One of the things I experienced during the general election campaign was that in the week or two before polling day I found myself strangely inhibited from expressing cergain views on this blog. It was in part due the need for the representative of a charity to remain politically neutral. I did not want to damage my relationship with those who might be elected into positions of influence for the next four or five years.
There was also the Lobbying Act.
Remaining politically neutral is something that I understand and respect. Being inhibited from speaking because of the Lobbying Act is something I have strongly resented. How dare politicians try to inhibit charities from speaking about the impact policies might have on their beneficiaries. It isn’t as if all politicians are measured and reasonable, objective and rational. In the election campaign some promises were being made that looked plain desperate.
Of course we should never be party political, but there is a million miles between being party political and expressing doubts on, perhaps even outright condemnation of, a particular policy that would have on clients who are homeless, in housing need or living in poverty.
During the election campaign I was asked to host events or to endorse events organised by all three main parties in Brighton and Hove. Of course I declined all such requests, not because of the Lobbying Act but because it wouldn’t have been right to do otherwise.
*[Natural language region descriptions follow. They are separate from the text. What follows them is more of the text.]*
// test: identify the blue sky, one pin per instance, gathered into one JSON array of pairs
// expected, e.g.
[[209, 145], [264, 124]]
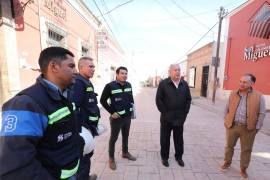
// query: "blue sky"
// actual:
[[155, 33]]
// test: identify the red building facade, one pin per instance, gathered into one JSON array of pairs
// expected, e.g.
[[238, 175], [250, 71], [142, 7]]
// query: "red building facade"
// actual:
[[248, 45]]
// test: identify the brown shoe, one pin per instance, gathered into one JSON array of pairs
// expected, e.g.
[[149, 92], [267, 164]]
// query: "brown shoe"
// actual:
[[128, 156], [243, 173], [112, 164], [226, 165]]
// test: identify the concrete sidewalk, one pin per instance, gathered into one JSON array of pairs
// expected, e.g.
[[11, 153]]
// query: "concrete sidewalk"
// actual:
[[204, 137], [219, 108]]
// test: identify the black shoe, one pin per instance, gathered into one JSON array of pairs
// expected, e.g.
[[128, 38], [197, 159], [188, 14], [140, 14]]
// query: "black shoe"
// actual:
[[180, 162], [93, 177], [165, 163]]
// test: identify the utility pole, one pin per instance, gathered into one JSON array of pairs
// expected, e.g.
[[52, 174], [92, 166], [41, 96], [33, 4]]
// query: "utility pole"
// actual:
[[222, 14]]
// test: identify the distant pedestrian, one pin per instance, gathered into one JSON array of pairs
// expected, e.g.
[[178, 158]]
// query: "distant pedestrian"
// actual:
[[85, 100], [173, 100], [117, 99], [244, 115]]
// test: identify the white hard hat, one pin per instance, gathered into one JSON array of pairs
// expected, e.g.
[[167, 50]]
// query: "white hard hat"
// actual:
[[88, 140]]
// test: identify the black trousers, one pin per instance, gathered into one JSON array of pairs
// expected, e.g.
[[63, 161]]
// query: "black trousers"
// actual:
[[122, 124], [84, 167], [165, 135]]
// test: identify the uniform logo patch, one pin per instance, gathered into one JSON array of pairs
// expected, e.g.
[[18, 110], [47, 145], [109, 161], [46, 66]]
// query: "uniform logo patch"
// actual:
[[10, 123]]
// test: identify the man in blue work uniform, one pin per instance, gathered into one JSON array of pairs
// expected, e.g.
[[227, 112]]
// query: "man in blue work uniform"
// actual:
[[119, 93], [39, 136], [85, 100]]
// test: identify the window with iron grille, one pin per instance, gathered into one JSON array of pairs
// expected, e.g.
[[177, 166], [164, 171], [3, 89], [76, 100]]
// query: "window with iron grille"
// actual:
[[55, 39]]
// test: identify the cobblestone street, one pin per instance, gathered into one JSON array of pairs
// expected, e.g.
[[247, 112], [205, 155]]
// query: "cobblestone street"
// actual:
[[204, 137]]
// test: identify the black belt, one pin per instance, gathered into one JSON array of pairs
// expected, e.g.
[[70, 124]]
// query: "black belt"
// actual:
[[239, 124]]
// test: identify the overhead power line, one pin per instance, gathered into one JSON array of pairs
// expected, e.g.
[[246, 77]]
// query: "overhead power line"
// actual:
[[198, 41], [190, 15], [104, 19], [172, 15], [118, 6]]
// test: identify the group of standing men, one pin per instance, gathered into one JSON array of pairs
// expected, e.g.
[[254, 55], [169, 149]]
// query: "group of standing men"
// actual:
[[42, 131], [42, 134]]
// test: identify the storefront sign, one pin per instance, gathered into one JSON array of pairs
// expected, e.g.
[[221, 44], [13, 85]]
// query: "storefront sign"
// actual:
[[56, 7], [257, 52]]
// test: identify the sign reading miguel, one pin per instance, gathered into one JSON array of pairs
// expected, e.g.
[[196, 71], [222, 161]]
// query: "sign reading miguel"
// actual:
[[259, 28], [56, 7], [257, 52]]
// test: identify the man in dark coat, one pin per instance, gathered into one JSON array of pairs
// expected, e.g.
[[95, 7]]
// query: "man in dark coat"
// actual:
[[173, 101]]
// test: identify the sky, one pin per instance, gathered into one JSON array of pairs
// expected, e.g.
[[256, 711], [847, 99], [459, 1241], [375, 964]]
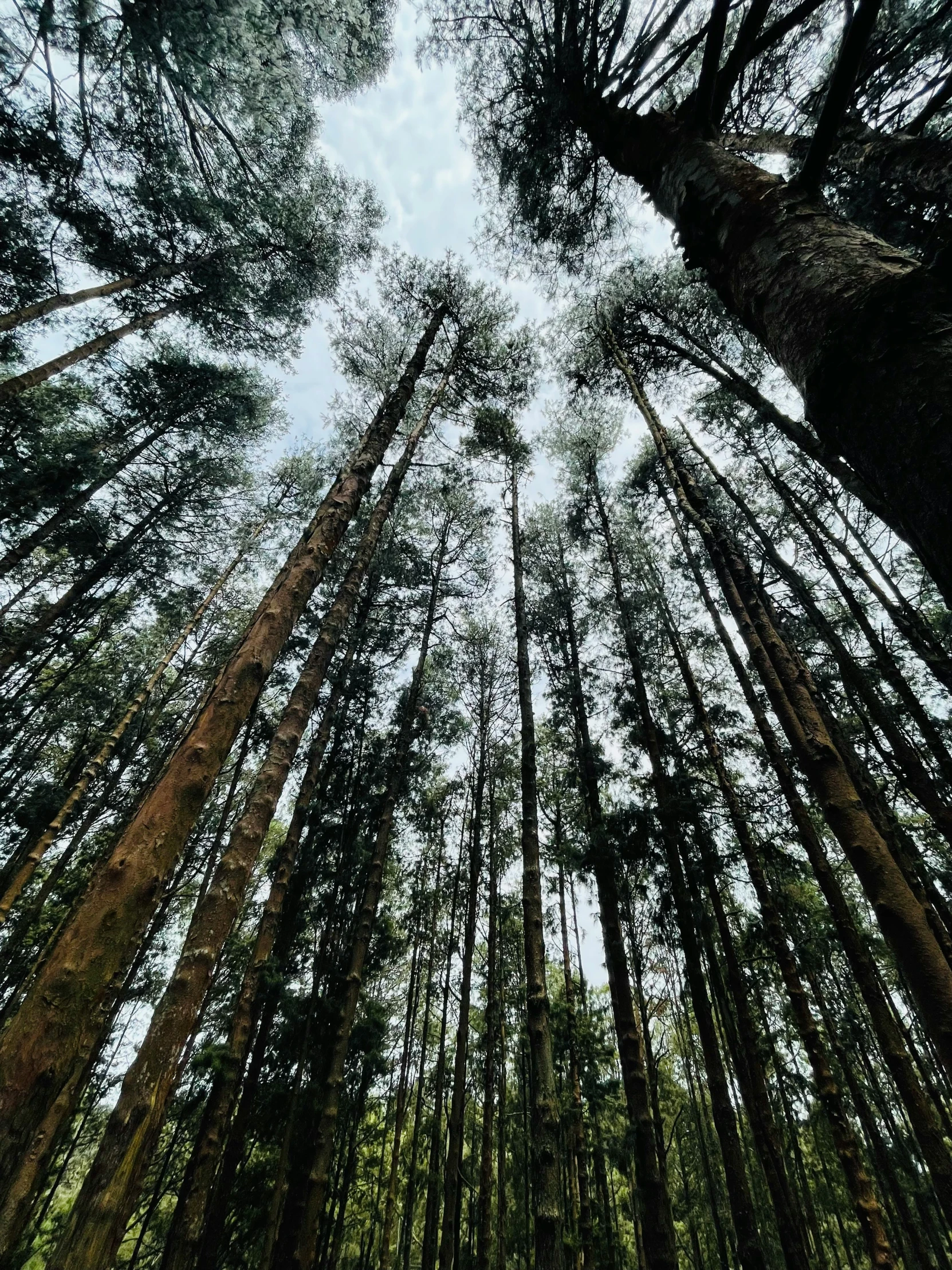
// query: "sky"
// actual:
[[403, 136]]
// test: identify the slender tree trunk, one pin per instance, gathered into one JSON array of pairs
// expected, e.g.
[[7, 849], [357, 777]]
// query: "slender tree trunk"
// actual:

I was amused by this cartoon, mindful as I was that many a true word is spoken in jest.
Trying to silence critics says more about the inadequacies and insecurities of the political establishment than it does about the critics themselves.
The next four or five years are going to be tough regardless of the election rhetoric. Mature and confident politicians value and even welcome constructive feedback. It might just help them govern better.
(My apologies to Fran and the publishers of this cartoon. I have mislaid my source. Please let me know who I should credit and I will gladly do so).